I'm unpersuaded by that conclusion, and I'll tell you why. The difference between the 1865 case and the 1950-present case is that, in the present case, the collapse of marriage and family is occurring across all "racial" demographics. Some of these groups are more afflicted than others, but all are afflicted, and the afflictions track each other.

The likelihood isn't that blacks are being forced by some white supremacist structure not to marry, or to divorce. It is that there is a broader cultural degradation -- affecting the whole of American culture, and many other cultures worldwide, especially in the First world -- that is destroying the family as an institution.

It is the same force that is destroying the other human connections that serve as a bulwark between the atomic individual, alone and weak, and the power of the almighty state. The heritage of white supremacy, or its ongoing structures to whatever degree they exist, could at most explain why the black family began its collapse before the white family, which also explains why black families are less likely to be strong today than white families or Hispanic families.

But all these families are collapsing along the same trend line.

5 comments:

Texan99 said...

I was with him in the description of intact black families that confounded the expectations of do-gooders from the North, but I lost him in the explanation of how the KKK managed to destroy the families. Is the idea that the KKK burst into bedrooms in the 30s, 40s, and 50s, not because they wanted to lynch black men whom they hated on racial grounds and thought they could most easily be taken unarmed in that way, but because it was a peculiarly effective assault on the black family structure? I'd be more inclined to identify that assault with the welfare state beginning in the 60s, and the statistics bear me out as they do not at all bear Mr. Coates out.

E Hines said...

identify that assault with the welfare state beginning in the 60s

Indeed, one of the impetuses for moving away from AFDC (nee ADC) was the (late) recognition that it was anti-family in outcome, if not in intent.

Eric Hines

Cass said...

That article was one of the dumbest, most incoherent things I have ever read in my life. I read it a few days ago and my head still hurts.

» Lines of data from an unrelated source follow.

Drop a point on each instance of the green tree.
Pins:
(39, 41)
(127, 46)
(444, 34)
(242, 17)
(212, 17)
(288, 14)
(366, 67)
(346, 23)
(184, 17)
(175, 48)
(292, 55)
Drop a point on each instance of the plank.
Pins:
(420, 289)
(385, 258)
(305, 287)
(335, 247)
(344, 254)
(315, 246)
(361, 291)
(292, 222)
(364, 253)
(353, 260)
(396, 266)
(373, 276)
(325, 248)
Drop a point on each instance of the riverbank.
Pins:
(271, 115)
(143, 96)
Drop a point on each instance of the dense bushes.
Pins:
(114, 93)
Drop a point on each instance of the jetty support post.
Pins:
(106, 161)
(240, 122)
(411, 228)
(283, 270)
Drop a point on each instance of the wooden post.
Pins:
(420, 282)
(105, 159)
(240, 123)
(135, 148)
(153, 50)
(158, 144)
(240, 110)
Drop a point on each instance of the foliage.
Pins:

So let me get this straight: Slavery, which was the most extreme form of white oppression, didn't make blacks stop marrying each other or being good parents.

It wasn't until white oppression was beaten WAY back by the Civil Rights Act in 1964 that black families fell apart?

*thud*

Maybe I was just too tired, but that made my head explode.

Texan99 said...

http://www.census.gov/hhes/socdemo/marriage/data/acs/ElliottetalPAA2012paper.pdf

Check out figures 5 and 6. I'm struggling to understand the figures, which are stated in terms of percentages of blacks/whites/men/women who had never been married at ages 35 and 45 at certain dates. In the 20th century, the never-married rate drops for everyone until 1960 and flatlines until 1980, then jumps up for everyone, but especially for blacks. I think that means that people who were 15 to 25 in 1960 (i.e. 35 to 45 in 1980) started just after 1960 to marry in far lower numbers, but especially blacks.

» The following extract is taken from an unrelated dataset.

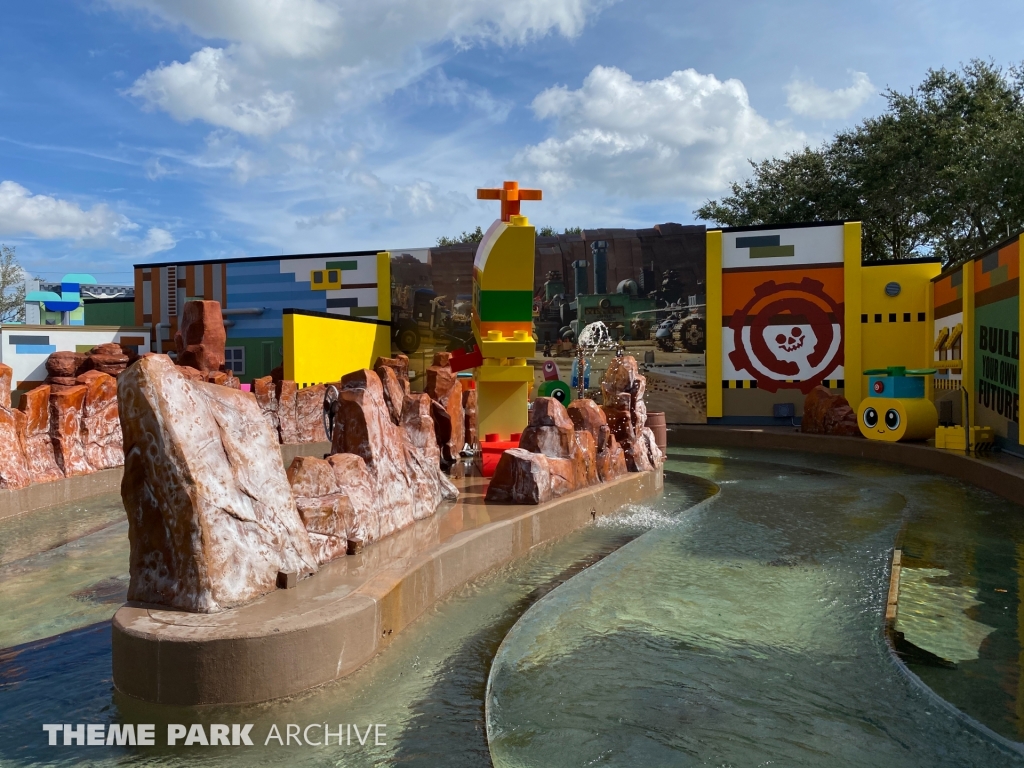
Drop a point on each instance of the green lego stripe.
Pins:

Slavery in the 19th century certainly took an axe to black family structures, but until the mid-20th century, marriage rates improved. It was the era of the Civil Rights movement that ushered in lower marriage rates for blacks--though I'd pin the change on welfare and incarceration trends rather than the Civil Rights laws--an impression I picked up from Sen. Moynihan rather than one I've personally researched. In any case, I can't see any pattern that would suggest blaming it on the KKK's period of greatest influence.

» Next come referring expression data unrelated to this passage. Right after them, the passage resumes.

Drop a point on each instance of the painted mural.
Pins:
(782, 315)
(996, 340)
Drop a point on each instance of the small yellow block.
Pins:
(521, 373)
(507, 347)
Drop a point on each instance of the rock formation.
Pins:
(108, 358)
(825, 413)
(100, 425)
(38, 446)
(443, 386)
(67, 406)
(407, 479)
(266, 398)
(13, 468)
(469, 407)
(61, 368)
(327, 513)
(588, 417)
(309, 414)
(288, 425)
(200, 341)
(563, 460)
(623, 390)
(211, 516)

Cass, you always do a much better job than I do analyzing statistics like these, so I look forward to seeing your thoughts on them. I always have the feeling I've reversed a sign somewhere.

Cass said...

I wanted to write about this, but work has been completely insane the past two weeks. By the end of the day, I'm just reeling.

I do think it's partly welfare and partly the grossly imbalanced sex ratio (too many women, too few men devalues women/marriage/sex).